You get a real feel of Moore the jobbing writer from this book. The strongest of the short tales are those whose format most resembles the Future Shocks and Time Twisters of his early days with 2000A.D. — these being the Tales of the Green Lantern Corps, and the two Vegatales. But even Moore struggles to come up with something interesting to do with such nobodies as the Vigilante and Green Arrow. Both of these stories seem to be teetering on the edge of Moore going into a debate about the point of superheroes themselves, with the Green Arrow Night Olympics putting this most explicitly: “I don’t know… There’s something about crooks these days. They’re kinda pathetic…” (Which of course reflects on the heroes who fight them.) Whereas the Vigilante story never quite manages to get into the debate about authoritarianism versus liberalism that’s hovering on its sidelines. Perhaps Moore just knew he’d done all this, and far better, in Miracleman and V for Vendetta. (Watchmen was still in the future at this point.)

The Superman tales are much more successful, as Moore tries to find new directions in which to push the Man of Tomorrow to keep this, potentially the most bland (because so perfect) of heroes, interesting. In all three of the Superman tales collected here — For the Man Who Has EverythingThe Jungle Line (also featuring Swamp Thing), and the two-part Whatever Happened to the Man of Tomorrow? — Superman’s real enemy is himself. In the first two, this is because Superman is locked in either a dream or a hallucination, and so is only battling himself. In the last, the tale in which we get to find out just how the career of the greatest of all superheroes comes to an end, it is Superman himself who lands the final blow.

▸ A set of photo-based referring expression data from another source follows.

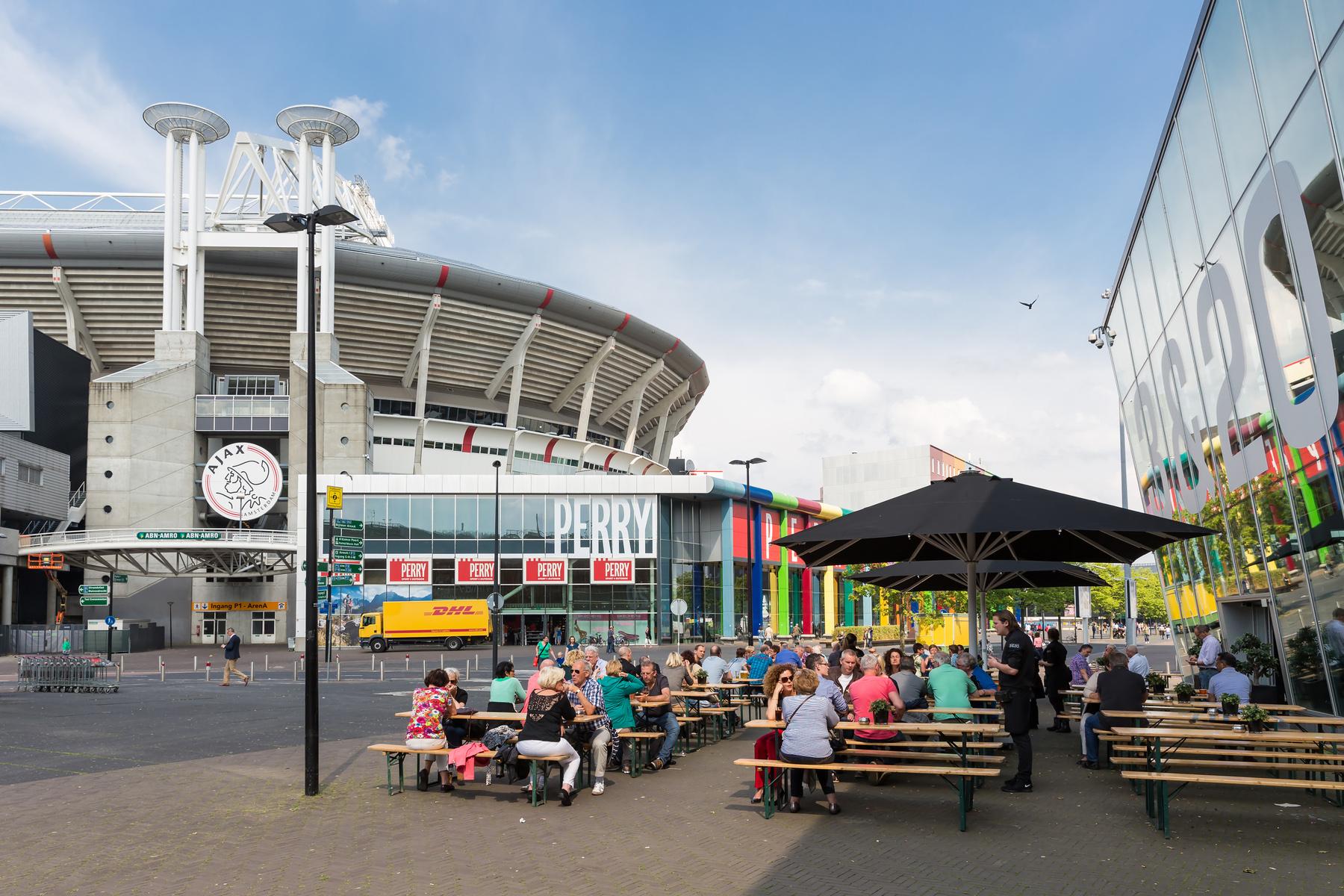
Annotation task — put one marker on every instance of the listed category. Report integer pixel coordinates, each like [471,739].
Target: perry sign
[409,570]
[241,481]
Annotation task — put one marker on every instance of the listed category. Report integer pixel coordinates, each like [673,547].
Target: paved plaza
[186,788]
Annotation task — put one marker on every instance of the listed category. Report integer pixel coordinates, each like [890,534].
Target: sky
[838,207]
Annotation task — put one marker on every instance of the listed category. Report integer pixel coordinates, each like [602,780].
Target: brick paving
[231,818]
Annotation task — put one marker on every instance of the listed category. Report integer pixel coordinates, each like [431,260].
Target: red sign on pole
[613,570]
[475,571]
[409,570]
[544,570]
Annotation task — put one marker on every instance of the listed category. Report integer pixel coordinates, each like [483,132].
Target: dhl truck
[452,623]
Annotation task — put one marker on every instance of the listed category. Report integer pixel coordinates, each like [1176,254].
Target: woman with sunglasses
[779,684]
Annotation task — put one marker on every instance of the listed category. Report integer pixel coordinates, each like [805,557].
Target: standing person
[1055,659]
[1078,668]
[231,655]
[1016,682]
[1206,662]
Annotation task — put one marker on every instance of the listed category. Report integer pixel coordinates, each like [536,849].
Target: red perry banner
[613,570]
[544,570]
[475,571]
[409,570]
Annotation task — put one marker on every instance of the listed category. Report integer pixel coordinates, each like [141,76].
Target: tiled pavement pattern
[231,818]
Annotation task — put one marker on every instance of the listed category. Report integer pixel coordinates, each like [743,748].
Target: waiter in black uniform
[1016,691]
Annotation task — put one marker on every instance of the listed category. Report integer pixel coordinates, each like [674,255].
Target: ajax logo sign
[242,481]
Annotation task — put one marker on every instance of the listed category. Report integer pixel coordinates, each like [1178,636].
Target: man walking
[231,655]
[1016,682]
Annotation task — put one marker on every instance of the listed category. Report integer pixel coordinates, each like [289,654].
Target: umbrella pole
[972,610]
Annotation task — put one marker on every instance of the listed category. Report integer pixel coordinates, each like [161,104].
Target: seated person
[1229,680]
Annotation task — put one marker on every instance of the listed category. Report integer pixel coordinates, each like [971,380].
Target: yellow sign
[237,606]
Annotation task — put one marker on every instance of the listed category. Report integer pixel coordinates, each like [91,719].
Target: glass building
[1226,332]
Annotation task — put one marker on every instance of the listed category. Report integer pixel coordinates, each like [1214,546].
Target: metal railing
[38,543]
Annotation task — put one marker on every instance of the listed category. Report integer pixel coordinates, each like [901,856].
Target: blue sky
[838,207]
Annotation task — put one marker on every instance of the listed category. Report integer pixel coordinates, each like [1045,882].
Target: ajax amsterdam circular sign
[241,481]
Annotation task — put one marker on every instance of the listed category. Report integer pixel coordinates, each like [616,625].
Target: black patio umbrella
[976,517]
[991,575]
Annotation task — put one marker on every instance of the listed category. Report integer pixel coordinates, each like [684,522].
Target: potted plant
[1254,716]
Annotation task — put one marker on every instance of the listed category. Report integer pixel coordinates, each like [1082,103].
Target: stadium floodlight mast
[765,608]
[289,223]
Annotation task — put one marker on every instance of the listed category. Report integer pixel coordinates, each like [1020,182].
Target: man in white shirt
[1206,664]
[1137,662]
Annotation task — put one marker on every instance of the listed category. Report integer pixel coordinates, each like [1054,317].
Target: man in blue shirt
[786,655]
[1229,680]
[759,662]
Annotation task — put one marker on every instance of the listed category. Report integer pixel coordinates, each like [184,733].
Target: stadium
[429,370]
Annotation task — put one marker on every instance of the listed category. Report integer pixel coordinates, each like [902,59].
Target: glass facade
[1229,339]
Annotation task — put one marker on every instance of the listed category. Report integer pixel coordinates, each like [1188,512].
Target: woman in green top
[617,688]
[505,691]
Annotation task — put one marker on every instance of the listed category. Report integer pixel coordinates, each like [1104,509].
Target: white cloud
[69,104]
[844,388]
[364,112]
[396,158]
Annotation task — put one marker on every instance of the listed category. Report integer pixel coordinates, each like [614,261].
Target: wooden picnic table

The real standout of the book, though, is of course The Killing Joke, not only because of its stunning Brian Bolland artwork. Moore’s take on the Joker’s origins seems to have become a bit of an albatross around the great man’s neck, as he speaks elsewhere of how its success came to infect the whole comic book industry with a rather superficial echoing of its nihilistic darkness, leading him to feel everybody had somehow missed the point. But the story’s ending is really almost upbeat, as Batman and the Joker manage to communicate, sanely, for just a moment. The joke told at the end, about two loonies trying to escape an asylum, comes as a rather affecting commentary on Batman and the Joker’s relationship. In the joke, one madman escapes the asylum by jumping to a nearby roof. The other madman can’t make the jump, so the first turns on his torch and says he should walk along its beam. The first says, “What do you think I am, crazy? You’ll turn it off halfway!” Batman is the loony who escaped the insanity of his parents’ death and who is now offering to help the Joker escape, too. But the Joker can’t trust anyone — even someone as like him as Batman — not to take away the helping hand when it’s needed the most. He’s beyond help.